In many applications, the demands for energy from consumers do not match the supply that is produced at a given instant in time. This scenario is especially relevant to the electric grid as renewable energy resources with inherently intermittent supply (e.g., wind and solar power) are integrated into it. Energy storage technology acts as a reservoir that decouples the demand of energy from its supply and enables efficient use of energy. A variety of approaches are being used to store energy, including electrochemical and thermochemical storage. In each of these areas continued research and development is required to enable development of new materials and devices.

Areas of Research Focus

The University of Illinois is developing the next generation of energy storage devices through research in engineering and science. These efforts focus on storing renewable energy on the electric grid, enabling electric vehicles with extended range and reduced cost, and storage of thermal energy for enhanced building efficiency to name a few.
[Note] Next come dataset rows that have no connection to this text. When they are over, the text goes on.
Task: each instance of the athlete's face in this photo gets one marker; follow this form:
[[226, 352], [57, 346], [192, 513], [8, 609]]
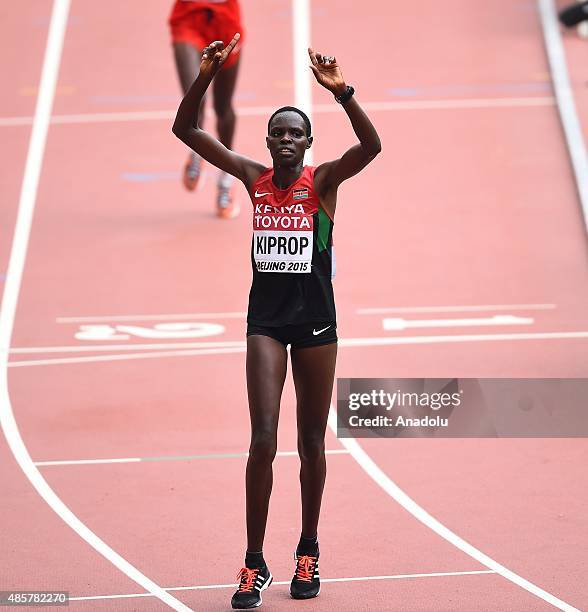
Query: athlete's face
[[287, 139]]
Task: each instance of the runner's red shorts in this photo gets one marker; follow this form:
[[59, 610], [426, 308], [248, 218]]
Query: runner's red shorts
[[200, 22]]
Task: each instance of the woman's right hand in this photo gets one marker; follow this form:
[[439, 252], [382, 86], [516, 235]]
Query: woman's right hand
[[215, 55]]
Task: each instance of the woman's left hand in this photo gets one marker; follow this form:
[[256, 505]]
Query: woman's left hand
[[327, 72]]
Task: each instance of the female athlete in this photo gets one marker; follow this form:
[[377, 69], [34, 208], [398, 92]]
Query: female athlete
[[290, 302]]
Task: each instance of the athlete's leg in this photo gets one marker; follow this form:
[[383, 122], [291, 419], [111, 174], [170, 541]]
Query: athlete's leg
[[187, 58], [223, 89], [266, 371], [313, 370]]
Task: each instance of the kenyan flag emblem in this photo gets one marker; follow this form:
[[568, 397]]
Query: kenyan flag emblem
[[300, 194]]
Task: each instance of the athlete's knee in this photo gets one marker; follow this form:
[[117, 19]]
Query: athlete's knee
[[263, 447], [311, 448]]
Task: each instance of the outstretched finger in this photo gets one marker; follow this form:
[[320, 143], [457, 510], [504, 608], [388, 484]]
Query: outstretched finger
[[233, 42]]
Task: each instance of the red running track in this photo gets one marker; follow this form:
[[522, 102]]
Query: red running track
[[472, 204]]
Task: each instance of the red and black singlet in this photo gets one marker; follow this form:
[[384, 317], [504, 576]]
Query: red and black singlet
[[291, 254]]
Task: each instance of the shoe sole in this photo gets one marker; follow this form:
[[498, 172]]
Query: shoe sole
[[194, 184], [263, 588]]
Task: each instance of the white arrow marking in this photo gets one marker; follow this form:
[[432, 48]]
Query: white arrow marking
[[400, 324]]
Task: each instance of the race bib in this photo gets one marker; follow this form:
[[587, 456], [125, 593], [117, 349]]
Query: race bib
[[282, 239]]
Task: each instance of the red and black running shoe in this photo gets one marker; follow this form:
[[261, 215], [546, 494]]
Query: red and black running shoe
[[252, 581], [306, 583]]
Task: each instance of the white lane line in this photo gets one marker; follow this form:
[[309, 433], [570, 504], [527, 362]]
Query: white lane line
[[335, 451], [88, 461], [137, 346], [239, 347], [476, 308], [266, 111], [565, 100], [302, 74], [398, 324], [390, 487], [26, 207], [287, 582], [154, 317]]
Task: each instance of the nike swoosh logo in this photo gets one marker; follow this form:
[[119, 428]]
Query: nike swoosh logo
[[320, 331]]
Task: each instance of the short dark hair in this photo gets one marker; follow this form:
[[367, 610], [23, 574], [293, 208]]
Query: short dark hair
[[292, 109]]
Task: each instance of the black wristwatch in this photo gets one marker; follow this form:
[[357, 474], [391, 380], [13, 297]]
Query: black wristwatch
[[346, 95]]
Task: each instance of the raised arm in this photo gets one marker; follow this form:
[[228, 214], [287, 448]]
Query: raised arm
[[331, 174], [186, 129]]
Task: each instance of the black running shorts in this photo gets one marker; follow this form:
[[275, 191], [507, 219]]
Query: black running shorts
[[299, 336]]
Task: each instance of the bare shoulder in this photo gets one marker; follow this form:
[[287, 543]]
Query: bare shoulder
[[326, 190], [252, 170], [321, 178]]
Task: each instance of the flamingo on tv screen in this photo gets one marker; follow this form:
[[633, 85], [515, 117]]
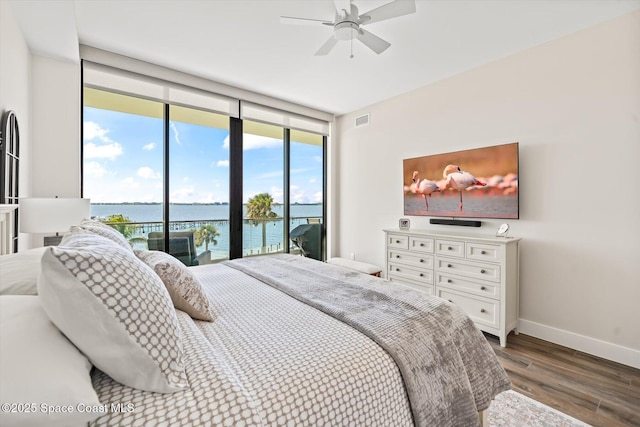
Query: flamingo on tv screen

Specific projects include:

• Experimental mechanics of anode intercalation in Li-ion batteries.
• Microstructure, transport, and techno-economic modeling of Li-ion and flow batteries.
• Predictive atomistic simulation of battery anode cycling and material behavior.
• Nanostructured materials for Li-ion batteries.
• Heat transfer in Li-ion batteries.
• In situ transmission-electron microscopy of battery active materials.
• Redox-active polymer flow batteries for grid-scale energy storage.
• Mg-ion and lithium/sulfur batteries for electric-vehicle energy storage.
• Building thermal energy storage.
• Storage of solar energy in molten salts for cooking, other residential uses.
• Electrolyte degradation in nickel-iron batteries for stationary storage applications.
• Transportation and storage of spent nuclear fuel.